Reverse those numbers and hold it for a moment: What would be happening right now if White Americans were 2.5 times more likely to be shot by the police, and 5 times more likely to be shot while unarmed? Those of us who are White would call it what it is: the targeting of racial violence by those tasked with protecting and serving all people without distinction. We would be shouting with a vengeance that “White Lives Matter!”
The assassination of White officers in Dallas and Baton Rouge does not diminish what is happening, and has always been happening in the larger society, to ordinary citizens. We need an open and candid conversation about racial and class privilege in America.
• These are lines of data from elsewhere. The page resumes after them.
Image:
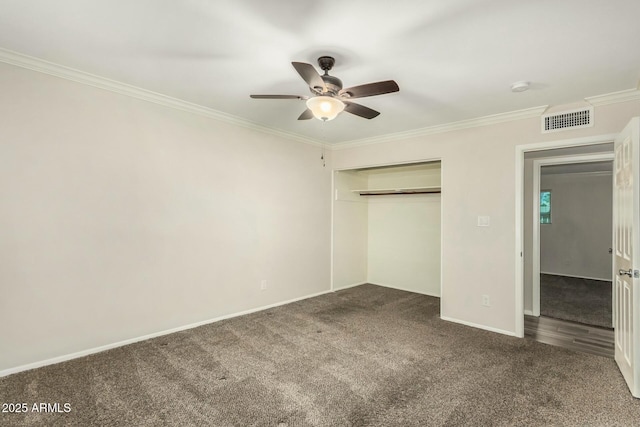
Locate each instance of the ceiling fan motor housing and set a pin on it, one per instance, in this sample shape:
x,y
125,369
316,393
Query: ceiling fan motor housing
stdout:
x,y
333,84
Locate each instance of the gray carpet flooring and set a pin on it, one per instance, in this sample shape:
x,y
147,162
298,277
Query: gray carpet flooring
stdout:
x,y
366,356
578,300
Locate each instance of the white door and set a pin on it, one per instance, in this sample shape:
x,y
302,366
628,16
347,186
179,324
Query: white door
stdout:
x,y
626,262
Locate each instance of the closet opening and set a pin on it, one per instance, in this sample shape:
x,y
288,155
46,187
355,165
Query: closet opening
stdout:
x,y
387,227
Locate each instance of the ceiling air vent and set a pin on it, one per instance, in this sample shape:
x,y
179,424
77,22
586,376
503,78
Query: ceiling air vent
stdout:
x,y
572,119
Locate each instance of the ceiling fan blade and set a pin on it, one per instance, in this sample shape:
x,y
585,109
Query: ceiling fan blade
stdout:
x,y
278,97
306,115
370,89
310,75
360,110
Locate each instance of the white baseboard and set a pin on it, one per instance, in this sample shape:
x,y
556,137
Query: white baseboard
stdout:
x,y
102,348
400,288
577,277
353,285
475,325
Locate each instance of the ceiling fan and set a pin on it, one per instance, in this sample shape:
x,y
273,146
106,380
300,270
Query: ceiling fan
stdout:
x,y
328,98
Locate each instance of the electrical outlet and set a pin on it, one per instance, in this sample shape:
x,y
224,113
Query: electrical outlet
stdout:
x,y
485,301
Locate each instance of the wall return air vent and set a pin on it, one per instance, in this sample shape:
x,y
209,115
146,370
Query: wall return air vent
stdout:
x,y
571,119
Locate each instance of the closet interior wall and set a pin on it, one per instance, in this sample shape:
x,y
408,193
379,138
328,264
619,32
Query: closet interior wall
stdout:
x,y
389,240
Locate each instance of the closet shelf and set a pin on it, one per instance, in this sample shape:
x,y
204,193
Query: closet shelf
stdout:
x,y
394,191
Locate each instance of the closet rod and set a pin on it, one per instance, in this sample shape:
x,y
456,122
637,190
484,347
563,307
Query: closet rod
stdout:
x,y
393,193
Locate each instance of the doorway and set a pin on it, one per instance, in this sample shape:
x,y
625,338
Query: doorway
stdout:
x,y
572,264
559,286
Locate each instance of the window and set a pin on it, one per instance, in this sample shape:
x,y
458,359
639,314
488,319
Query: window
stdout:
x,y
545,207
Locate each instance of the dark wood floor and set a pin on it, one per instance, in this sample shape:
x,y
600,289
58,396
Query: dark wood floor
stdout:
x,y
574,336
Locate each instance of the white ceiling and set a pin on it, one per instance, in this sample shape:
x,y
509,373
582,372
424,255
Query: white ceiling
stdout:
x,y
453,59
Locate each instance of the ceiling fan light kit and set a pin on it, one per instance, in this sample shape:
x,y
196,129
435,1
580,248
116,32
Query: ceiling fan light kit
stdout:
x,y
325,108
328,98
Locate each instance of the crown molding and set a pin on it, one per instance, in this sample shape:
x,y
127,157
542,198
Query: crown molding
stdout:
x,y
46,67
447,127
614,97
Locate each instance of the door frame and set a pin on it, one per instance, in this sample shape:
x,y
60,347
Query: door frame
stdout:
x,y
537,171
520,150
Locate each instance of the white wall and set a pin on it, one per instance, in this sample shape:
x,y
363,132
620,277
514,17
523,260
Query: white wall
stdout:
x,y
121,218
404,242
577,241
478,176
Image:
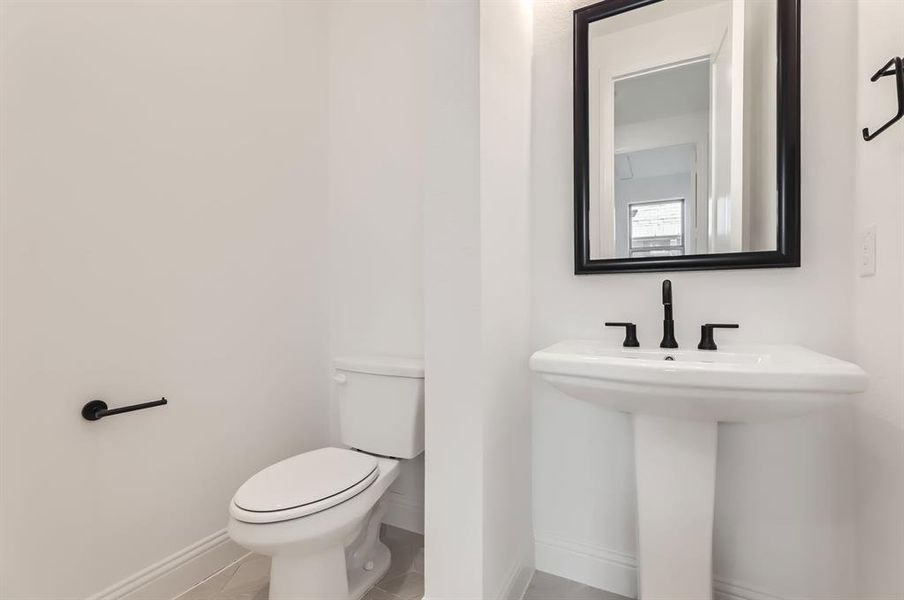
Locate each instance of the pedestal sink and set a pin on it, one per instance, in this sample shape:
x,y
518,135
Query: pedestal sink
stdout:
x,y
677,397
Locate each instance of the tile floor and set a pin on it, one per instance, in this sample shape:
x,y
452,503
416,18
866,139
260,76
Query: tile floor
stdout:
x,y
249,578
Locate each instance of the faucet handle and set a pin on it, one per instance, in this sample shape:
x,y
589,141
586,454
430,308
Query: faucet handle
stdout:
x,y
630,334
706,334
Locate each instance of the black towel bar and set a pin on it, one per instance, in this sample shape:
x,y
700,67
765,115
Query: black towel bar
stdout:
x,y
893,67
97,409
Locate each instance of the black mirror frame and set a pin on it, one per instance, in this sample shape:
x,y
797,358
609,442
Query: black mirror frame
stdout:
x,y
787,253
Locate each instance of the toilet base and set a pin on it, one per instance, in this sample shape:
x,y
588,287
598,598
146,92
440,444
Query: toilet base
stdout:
x,y
360,580
324,577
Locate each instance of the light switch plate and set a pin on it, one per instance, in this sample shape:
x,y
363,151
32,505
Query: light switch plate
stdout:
x,y
866,259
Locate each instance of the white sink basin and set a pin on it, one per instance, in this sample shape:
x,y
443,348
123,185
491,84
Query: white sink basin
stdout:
x,y
734,383
677,397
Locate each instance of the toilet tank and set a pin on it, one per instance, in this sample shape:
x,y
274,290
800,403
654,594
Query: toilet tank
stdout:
x,y
381,404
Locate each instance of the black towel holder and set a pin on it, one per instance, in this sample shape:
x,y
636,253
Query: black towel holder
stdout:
x,y
893,67
97,409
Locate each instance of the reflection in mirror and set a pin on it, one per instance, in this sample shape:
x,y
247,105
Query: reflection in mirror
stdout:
x,y
682,129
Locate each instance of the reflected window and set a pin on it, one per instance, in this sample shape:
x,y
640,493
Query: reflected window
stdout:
x,y
656,228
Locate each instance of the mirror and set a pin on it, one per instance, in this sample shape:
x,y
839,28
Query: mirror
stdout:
x,y
686,135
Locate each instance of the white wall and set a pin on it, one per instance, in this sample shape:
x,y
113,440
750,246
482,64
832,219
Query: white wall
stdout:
x,y
476,274
505,97
375,232
785,507
453,525
878,301
164,232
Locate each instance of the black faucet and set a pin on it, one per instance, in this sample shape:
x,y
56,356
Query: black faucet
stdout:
x,y
668,323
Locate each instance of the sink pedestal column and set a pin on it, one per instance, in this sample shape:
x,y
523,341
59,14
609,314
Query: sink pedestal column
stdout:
x,y
676,477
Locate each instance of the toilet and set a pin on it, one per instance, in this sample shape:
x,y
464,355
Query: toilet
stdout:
x,y
318,514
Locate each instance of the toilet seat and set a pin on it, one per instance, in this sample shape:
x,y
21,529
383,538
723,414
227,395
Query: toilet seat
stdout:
x,y
303,485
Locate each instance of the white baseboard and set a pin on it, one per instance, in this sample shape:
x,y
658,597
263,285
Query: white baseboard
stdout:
x,y
178,572
616,571
591,565
404,514
726,589
518,579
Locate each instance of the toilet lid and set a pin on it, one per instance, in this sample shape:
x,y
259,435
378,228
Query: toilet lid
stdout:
x,y
305,484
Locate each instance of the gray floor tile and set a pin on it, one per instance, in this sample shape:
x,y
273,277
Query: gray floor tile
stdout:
x,y
409,586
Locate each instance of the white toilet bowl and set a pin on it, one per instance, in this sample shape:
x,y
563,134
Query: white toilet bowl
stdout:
x,y
318,514
332,551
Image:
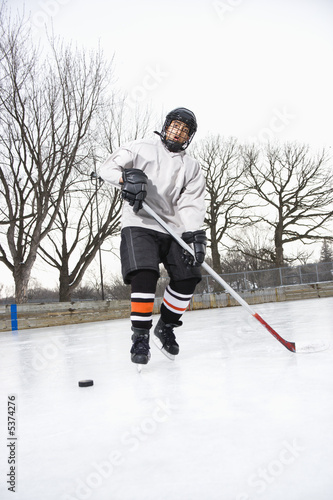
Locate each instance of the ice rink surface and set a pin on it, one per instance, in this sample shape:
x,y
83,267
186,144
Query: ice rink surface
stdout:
x,y
235,417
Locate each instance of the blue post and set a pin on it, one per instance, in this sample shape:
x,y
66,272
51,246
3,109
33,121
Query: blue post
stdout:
x,y
13,315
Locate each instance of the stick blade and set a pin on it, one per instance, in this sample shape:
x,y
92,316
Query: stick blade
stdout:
x,y
306,348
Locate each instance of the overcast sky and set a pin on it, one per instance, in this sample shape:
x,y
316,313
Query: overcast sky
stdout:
x,y
257,70
253,69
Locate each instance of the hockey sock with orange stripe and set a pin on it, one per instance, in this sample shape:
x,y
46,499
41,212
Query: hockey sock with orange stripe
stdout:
x,y
143,286
176,298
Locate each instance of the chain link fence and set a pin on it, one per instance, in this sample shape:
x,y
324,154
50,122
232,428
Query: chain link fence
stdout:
x,y
265,278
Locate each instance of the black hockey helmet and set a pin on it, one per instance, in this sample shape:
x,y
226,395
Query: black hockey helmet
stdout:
x,y
183,115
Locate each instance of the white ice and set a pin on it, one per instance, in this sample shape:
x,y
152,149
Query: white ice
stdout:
x,y
235,417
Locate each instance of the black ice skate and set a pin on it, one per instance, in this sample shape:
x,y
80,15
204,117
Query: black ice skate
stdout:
x,y
165,339
140,352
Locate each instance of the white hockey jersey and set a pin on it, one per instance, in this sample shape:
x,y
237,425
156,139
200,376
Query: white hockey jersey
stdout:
x,y
175,189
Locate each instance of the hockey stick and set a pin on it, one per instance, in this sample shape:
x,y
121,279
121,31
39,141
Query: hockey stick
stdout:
x,y
291,346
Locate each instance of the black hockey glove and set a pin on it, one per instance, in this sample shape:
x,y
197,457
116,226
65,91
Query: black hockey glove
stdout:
x,y
199,241
134,187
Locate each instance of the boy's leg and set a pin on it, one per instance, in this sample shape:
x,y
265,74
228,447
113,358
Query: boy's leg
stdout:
x,y
143,286
176,298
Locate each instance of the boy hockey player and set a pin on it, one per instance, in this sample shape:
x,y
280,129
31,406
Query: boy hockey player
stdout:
x,y
174,185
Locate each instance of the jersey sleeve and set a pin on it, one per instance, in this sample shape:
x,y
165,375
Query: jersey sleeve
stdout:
x,y
110,171
191,204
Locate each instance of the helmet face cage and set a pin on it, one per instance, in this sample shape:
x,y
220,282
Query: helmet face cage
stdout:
x,y
185,116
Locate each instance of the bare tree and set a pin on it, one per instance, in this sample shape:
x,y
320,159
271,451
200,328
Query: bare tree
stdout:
x,y
46,113
87,217
297,190
220,161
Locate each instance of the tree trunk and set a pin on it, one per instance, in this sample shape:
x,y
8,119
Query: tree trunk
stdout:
x,y
64,283
21,275
279,260
216,261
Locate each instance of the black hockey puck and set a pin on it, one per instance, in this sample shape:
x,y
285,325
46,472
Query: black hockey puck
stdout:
x,y
86,383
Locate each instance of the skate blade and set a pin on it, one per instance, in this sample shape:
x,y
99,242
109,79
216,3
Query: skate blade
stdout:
x,y
159,345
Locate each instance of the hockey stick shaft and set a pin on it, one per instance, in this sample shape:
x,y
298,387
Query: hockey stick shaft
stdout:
x,y
288,345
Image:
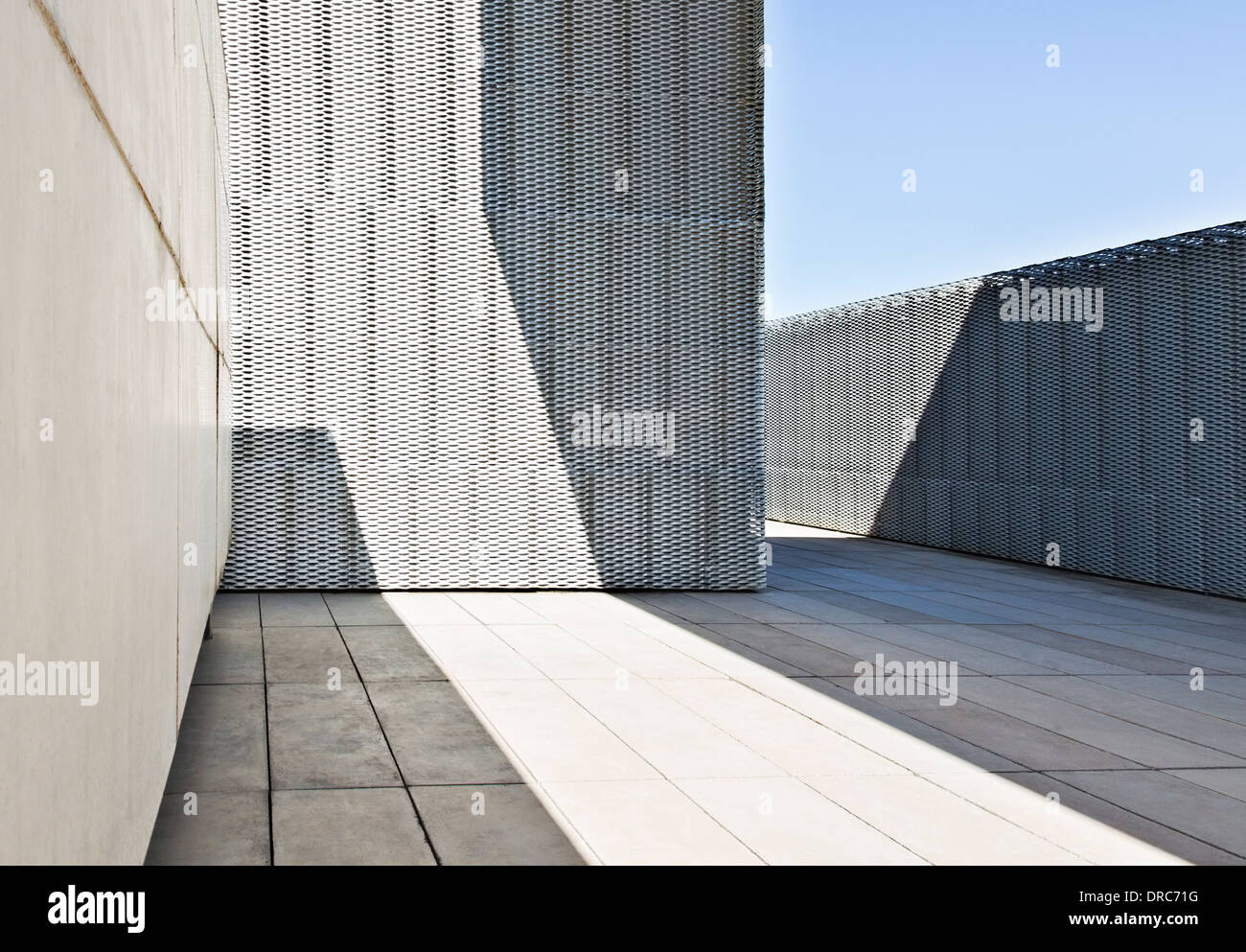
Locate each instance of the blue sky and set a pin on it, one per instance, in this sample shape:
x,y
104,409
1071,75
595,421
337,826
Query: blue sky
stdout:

Power is the ability to influence change, and the resources at our disposal with which to influence change measures the scale of our power. White middle and upper middle class Americans have more power as a result of our privilege than other Americans. How will we use our power?
People with privilege hate to hear it made explicit, and we often go to great lengths to deny our privilege. To acknowledge our power feels like accepting blame for things we haven’t done or imagine are beyond our power to change. One of the ways those of us with privilege deny it is to list our own pain, injuries, and grief on the way to pointing out that privilege didn’t indemnify us from bad things that happened. But the fact is tragedy, disability, abuse, addictions, and loss can visit anyone up and down the socio-economic scale. What privilege does is to often reduce the total impact of the random hazards of life, and speed recovery.
We love to hear stories about people who made it out of poverty against all odds because it makes us feel better, as if to say, “see, they just have to apply themselves more and they can be like us.” But that is a lie we tell ourselves in order not to acknowledge the benefit of starting out on the fifty or even seventy-five yard line when others begin way back in the end zone on the field of social resources.
Those of us with a significant ability to influence change because we are White and middle or upper class, need to be applying that power to change the hearts and minds of other people of privilege. That is where our power is rooted, in our ability to influence our peers and get them to use their power in solidarity with other progressive social forces to force a broader and more equitable distribution of resources – and that includes an especially urgent harnessing of police power.